Nevertheless Ben Hatry read the report twice, a thing unknown in him.

‘Is it true?’ he asked Cavendish.

‘True enough, Chief,’ said Cavendish with the judicious moderation that characterised his judgments. ‘True in parts. Not sure about its shelf-life. Van’s boys may have to be a bit quick on the draw.’

Hatry tossed the report back at him.

‘Well at least they’ll know the fucking way this time,’ he said with a mirthless nod for Tug Kirby, the third murderer, as Cavendish wittily dubbed him, who had just stormed into the room without wiping his great feet and was glowering round him looking for an enemy.

‘Those Yanks arrived yet?’ he roared.

‘Any minute now, Tug,’ Cavendish assured him soothingly.

‘Buggers’ll be late for their own funerals,’ said Kirby.

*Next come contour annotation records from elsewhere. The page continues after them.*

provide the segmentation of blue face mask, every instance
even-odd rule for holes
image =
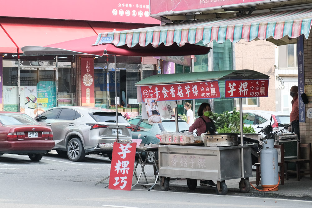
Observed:
[[[205,116],[208,117],[211,115],[211,111],[208,111],[204,112],[204,115]]]

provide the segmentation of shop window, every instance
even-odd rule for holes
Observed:
[[[6,62],[3,61],[3,65]],[[17,68],[15,67],[3,68],[2,96],[3,111],[18,111],[17,89]]]
[[[297,44],[279,46],[278,65],[280,69],[294,69],[297,66]]]

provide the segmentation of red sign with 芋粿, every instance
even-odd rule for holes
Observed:
[[[157,101],[219,98],[217,81],[141,86],[142,98],[155,98]]]
[[[136,143],[114,143],[109,188],[131,190],[136,150]]]
[[[226,80],[226,98],[267,97],[269,80]]]

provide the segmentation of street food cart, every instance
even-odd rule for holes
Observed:
[[[158,75],[136,83],[138,94],[142,100],[151,95],[158,101],[221,97],[219,81],[225,80],[225,97],[267,97],[269,76],[248,70]],[[139,95],[138,95],[138,97]],[[177,112],[177,109],[176,109]],[[248,178],[252,176],[250,146],[243,144],[242,114],[240,111],[241,141],[237,134],[207,134],[205,145],[189,144],[162,144],[159,145],[159,176],[161,189],[169,188],[170,177],[187,178],[190,189],[197,186],[197,179],[216,181],[217,194],[227,192],[226,180],[241,178],[241,192],[250,190]],[[179,131],[176,116],[176,130]]]

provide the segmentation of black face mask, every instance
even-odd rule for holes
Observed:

A particular advantage of Geoff’s place was its ideal position in the heart of Mayfair, handy for the side entrance to Claridges, in a gated and guarded cul de sac with a lot of heavy hitters and diplomats and lobbyists living there, and the Italian Embassy one end. Yet there was a pleasing anonymity about it too. You could be a cleaner, caterer, courier, butler, bodyguard, catamite or grand master of the universal galaxy. No one cared. And Geoff was a door-opener. He knew how to get to the power people, bring them together. With Geoff you could lean back and let it happen, which was what they were doing now: three Brits and their two Yankee guests and everyone deniable as they tucked into a meal they agreed was not taking place, a help-yourself with no servants to witness it, consisting of salmon tiède flown down from the Cavendish estates in Scotland, quail’s eggs, fruit and cheese, and all topped by a super bread-and-butter pudding made by Geoff’s old nanny.

And to drink, iced tea and its stablemates, because in today’s Born Again Washington, said Geoff Cavendish, alcohol at lunch was regarded as the Mark of the Beast.

And a round table so that nobody was dominant. Plenty of leg space. Soft chairs. The phones unplugged. Cavendish was great on people’s comfort level. Girls galore if you wanted them. Ask Tug.

‘Flight bearable, Elliot?’ asked Cavendish.

‘Oh, I’m in travel heaven, Geoff. I just love those bumpy little jets. Northolt was neat. I love Northolt. The chopper ride to Battersea, epic. Beautiful power station.’

With Elliot you never knew whether he was being sarcastic, or was he like this all the time? He was thirty-one years old, a Southerner from Alabama. He was a lawyer and a journalist, and floppy-droll except where he was on the attack. He had his own column in the Washington Times where he disputed ostentatiously with names that till recently had been bigger than his own. He was lank and cadaverous and dangerous and bespectacled. His face was all jaw and bone.